Loyalists all love the axis of Bush's experience.

                            Now is the time!

                           Love what is heard beyond echoing!

                          Laura has voiced the need in time of plenty!

Few emotional appeals demonize beyond echoing . . .

                         So many talents, so much clamor!

 

Acceptance in the Great Hall for much of the evening.

                                            Brass bands and funny hats,

                    trumpet themes of compassion

                   during confident, warm-hearted, crucial moments.

 

George, you penetrate our wants

                               shriller and shriller, your voice . . .

                               increasingly defensive,  your voice as you speak:

                "Governor Ann Richards is diminished,

                  so sketchy her resume

                   no reductions, no way, no mood to make . . ."

 

No stake in bitter arguments,  Ann Richards is trumped!

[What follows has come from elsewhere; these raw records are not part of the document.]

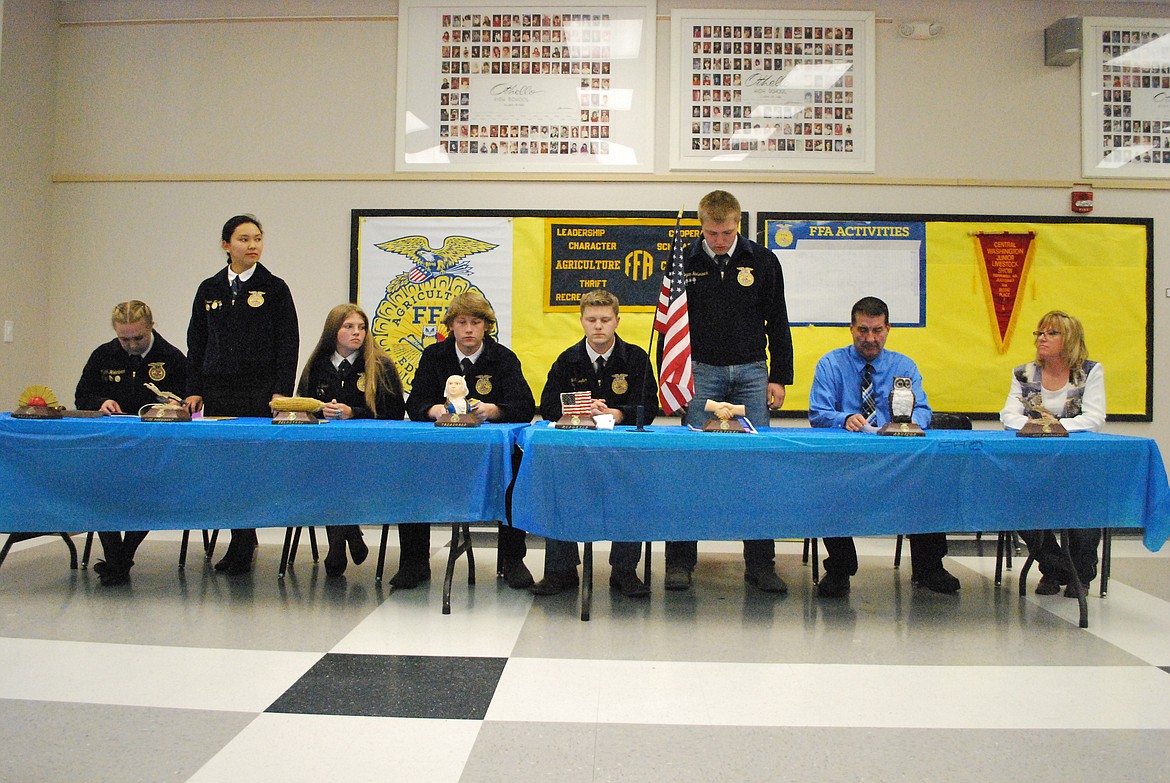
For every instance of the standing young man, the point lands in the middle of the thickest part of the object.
(738, 317)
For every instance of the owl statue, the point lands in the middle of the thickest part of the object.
(901, 400)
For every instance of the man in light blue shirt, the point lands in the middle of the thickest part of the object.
(851, 390)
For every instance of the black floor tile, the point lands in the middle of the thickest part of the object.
(394, 686)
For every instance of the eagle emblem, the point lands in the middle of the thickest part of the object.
(429, 262)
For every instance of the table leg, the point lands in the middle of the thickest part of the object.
(1074, 579)
(586, 581)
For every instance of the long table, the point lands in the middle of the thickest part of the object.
(117, 473)
(672, 483)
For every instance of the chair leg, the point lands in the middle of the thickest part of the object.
(1106, 558)
(73, 550)
(286, 553)
(586, 581)
(89, 547)
(1000, 545)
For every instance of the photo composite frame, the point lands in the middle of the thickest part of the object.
(772, 90)
(497, 87)
(1126, 97)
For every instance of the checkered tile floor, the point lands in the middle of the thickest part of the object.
(191, 675)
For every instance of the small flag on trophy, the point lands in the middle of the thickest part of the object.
(576, 403)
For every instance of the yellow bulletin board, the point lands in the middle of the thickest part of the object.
(406, 263)
(1096, 269)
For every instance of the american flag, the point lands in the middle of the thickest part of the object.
(676, 385)
(576, 403)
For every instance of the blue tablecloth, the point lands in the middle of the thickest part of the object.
(122, 474)
(678, 485)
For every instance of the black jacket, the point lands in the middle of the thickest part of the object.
(626, 380)
(254, 342)
(112, 373)
(496, 378)
(733, 317)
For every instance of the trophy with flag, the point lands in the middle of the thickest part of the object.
(676, 386)
(576, 411)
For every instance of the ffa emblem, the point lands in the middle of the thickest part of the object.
(434, 277)
(783, 237)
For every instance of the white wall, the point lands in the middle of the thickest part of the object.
(165, 130)
(26, 219)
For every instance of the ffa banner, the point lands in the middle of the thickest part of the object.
(625, 256)
(411, 268)
(978, 307)
(1005, 259)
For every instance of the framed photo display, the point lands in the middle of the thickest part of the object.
(772, 90)
(1126, 97)
(555, 87)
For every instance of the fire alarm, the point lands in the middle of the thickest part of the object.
(1082, 199)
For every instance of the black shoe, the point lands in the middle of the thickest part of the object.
(516, 575)
(833, 584)
(678, 578)
(627, 582)
(765, 579)
(1048, 585)
(553, 582)
(111, 576)
(358, 549)
(335, 561)
(938, 579)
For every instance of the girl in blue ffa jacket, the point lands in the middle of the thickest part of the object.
(356, 379)
(242, 347)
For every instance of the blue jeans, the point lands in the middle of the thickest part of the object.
(740, 384)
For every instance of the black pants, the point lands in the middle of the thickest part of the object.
(758, 555)
(119, 549)
(1045, 547)
(414, 540)
(927, 553)
(234, 396)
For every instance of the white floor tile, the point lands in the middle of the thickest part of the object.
(486, 619)
(832, 695)
(186, 678)
(335, 748)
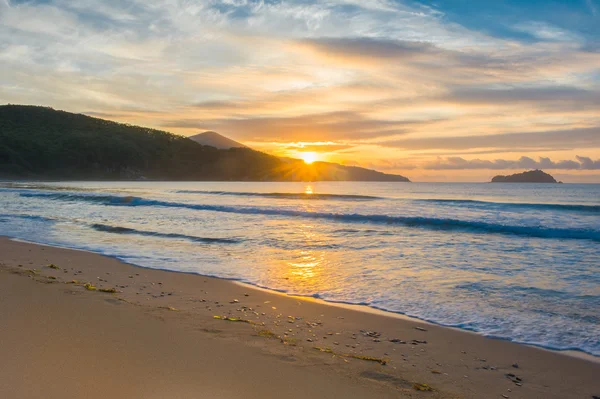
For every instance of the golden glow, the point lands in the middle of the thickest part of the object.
(308, 157)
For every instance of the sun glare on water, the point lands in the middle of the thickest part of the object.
(309, 157)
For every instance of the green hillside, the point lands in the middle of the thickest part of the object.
(42, 143)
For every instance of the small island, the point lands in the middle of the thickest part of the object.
(532, 176)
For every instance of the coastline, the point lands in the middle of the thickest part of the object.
(345, 305)
(287, 329)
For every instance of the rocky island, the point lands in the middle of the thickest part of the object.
(532, 176)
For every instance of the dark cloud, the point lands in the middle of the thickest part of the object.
(523, 94)
(568, 138)
(313, 127)
(458, 163)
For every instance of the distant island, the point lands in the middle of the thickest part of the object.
(532, 176)
(43, 143)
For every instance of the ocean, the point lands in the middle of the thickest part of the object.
(513, 261)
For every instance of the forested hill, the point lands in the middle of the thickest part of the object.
(42, 143)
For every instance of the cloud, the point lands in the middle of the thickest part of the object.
(347, 72)
(311, 127)
(567, 138)
(545, 31)
(511, 95)
(368, 47)
(458, 163)
(327, 147)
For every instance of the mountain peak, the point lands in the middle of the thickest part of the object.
(216, 140)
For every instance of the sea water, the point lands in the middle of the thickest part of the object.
(513, 261)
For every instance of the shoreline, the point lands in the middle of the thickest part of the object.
(374, 354)
(574, 353)
(579, 354)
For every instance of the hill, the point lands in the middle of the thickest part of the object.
(532, 176)
(216, 140)
(43, 143)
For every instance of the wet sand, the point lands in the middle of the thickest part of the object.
(174, 335)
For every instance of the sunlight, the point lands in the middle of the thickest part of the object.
(309, 157)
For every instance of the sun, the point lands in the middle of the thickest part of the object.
(309, 157)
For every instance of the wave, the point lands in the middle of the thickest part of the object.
(408, 221)
(554, 207)
(306, 196)
(127, 230)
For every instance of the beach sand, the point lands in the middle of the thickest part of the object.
(157, 337)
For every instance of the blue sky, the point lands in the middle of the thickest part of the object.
(437, 90)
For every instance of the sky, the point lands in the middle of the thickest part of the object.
(448, 90)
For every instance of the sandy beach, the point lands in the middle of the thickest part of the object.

There was a dash of Monica-risks,

                   a more difficult time to walk in Texas,

                    and your old-money 50s string-of-pearls Mom

                    Barbara Bush, speaks from her Old Orchard house,

                   "this is our son's moment,"

                                                            mostly deadpan in delivery.

 

More George-speak:

                    "I will work to reduce nuclear background,

                      equal civility and respect.

                      Is there hope for me?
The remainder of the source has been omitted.